Recensione: L'inverno di Giona, di Filippo Tapparelli

| L'inverno di Giona, di Filippo Tapparelli. Mondadori, € 17, pp. 190 |

Non ha che un maglione rosso, presumibilmente un modello femminile, per ripararsi dai rigori dell'alta montagna. Giona, quindici anni, vive in un villaggio senza nome e senza tempo. Per lui non esistono né il passato né il futuro. Soltanto un eterno presente, fatto di temperature in picchiata, terribili violenze – fisiche e psicologiche – e pochi ripari contro un gelo che pian piano ha messo radici anche nel cuore. Questa è la storia di un convivenza insostenibile: da qualche parte, in una casupola buia che sormonta tutto e tutti, il protagonista condivide i pochi spazi vitali con il nonno Alvise. Un vecchio dalle mani ferme e pesanti, dagli occhi di un azzurro impenetrabile, che con la stessa meticolosità con cui intreccia rami di castagno per fare gerle si ostina a tormentare il nipote: quintessenza della virilità, esempio di durezza e cattiveria, risulta elegante anche nel pestaggio. Nelle nocche lucide di sangue, nelle suole delle scarpe che calciano e spezzano le ossa. Questa è la storia del paese di Alvise: un microcosmo di case nude e argilla, di cieli dello stesso colore dell'orzata, che si regge a malapena su un ciottolo e sta perdendo misteriosamente il suo centro. Come sopravviverà senza il suo leader, e senza la complicità delle nebbie perenni?
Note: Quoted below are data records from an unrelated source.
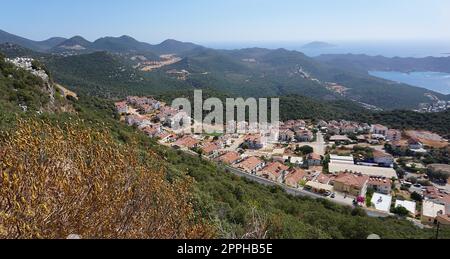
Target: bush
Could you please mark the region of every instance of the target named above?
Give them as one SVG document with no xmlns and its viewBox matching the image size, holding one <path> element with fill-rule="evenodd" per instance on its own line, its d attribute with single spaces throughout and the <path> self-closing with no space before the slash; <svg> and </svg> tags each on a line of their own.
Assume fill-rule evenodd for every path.
<svg viewBox="0 0 450 259">
<path fill-rule="evenodd" d="M 399 206 L 397 208 L 393 208 L 391 210 L 391 212 L 396 214 L 396 215 L 399 215 L 401 217 L 406 217 L 406 216 L 409 215 L 409 211 L 405 207 L 402 207 L 402 206 Z"/>
<path fill-rule="evenodd" d="M 189 179 L 168 182 L 153 153 L 106 132 L 19 121 L 0 146 L 0 238 L 211 236 Z"/>
<path fill-rule="evenodd" d="M 414 201 L 417 201 L 417 202 L 422 202 L 423 201 L 422 195 L 420 195 L 417 192 L 411 193 L 411 199 L 413 199 Z"/>
</svg>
Non ti ho mai conosciuto davvero, padre. Non sono tue le mani che mi spezzano la carne quando il vecchio mi punisce. Non è il tuo volto che mi tocco quando il freddo d'autunno mi congela le guance. Non sono volto, non sono labbra, non sono dita, denti, né altro. Io sono figlio del niente, senza padre né madre. Ma lei, a differenza tua, me la ricordo a ogni colpo che arriva, perché è il suo nome che invoco nella gola quando il male diventa più grande di me. Tu invece non sei mai esistito. Uomo sparito, fantasma di un fantasma. Ricordo la tua assenza, quando invece vorrei poter dimenticare la tua presenza inconsistente. Hai carne di vento, pelle di nebbia. Sei vecchio come Alvise. Non ti riconosco eppure sei me centomila volte al giorno. Le tue schegge non sono dolci, sono vetriolo che scende nello stomaco. Bruciano tutto quello che trovano, anche le grida.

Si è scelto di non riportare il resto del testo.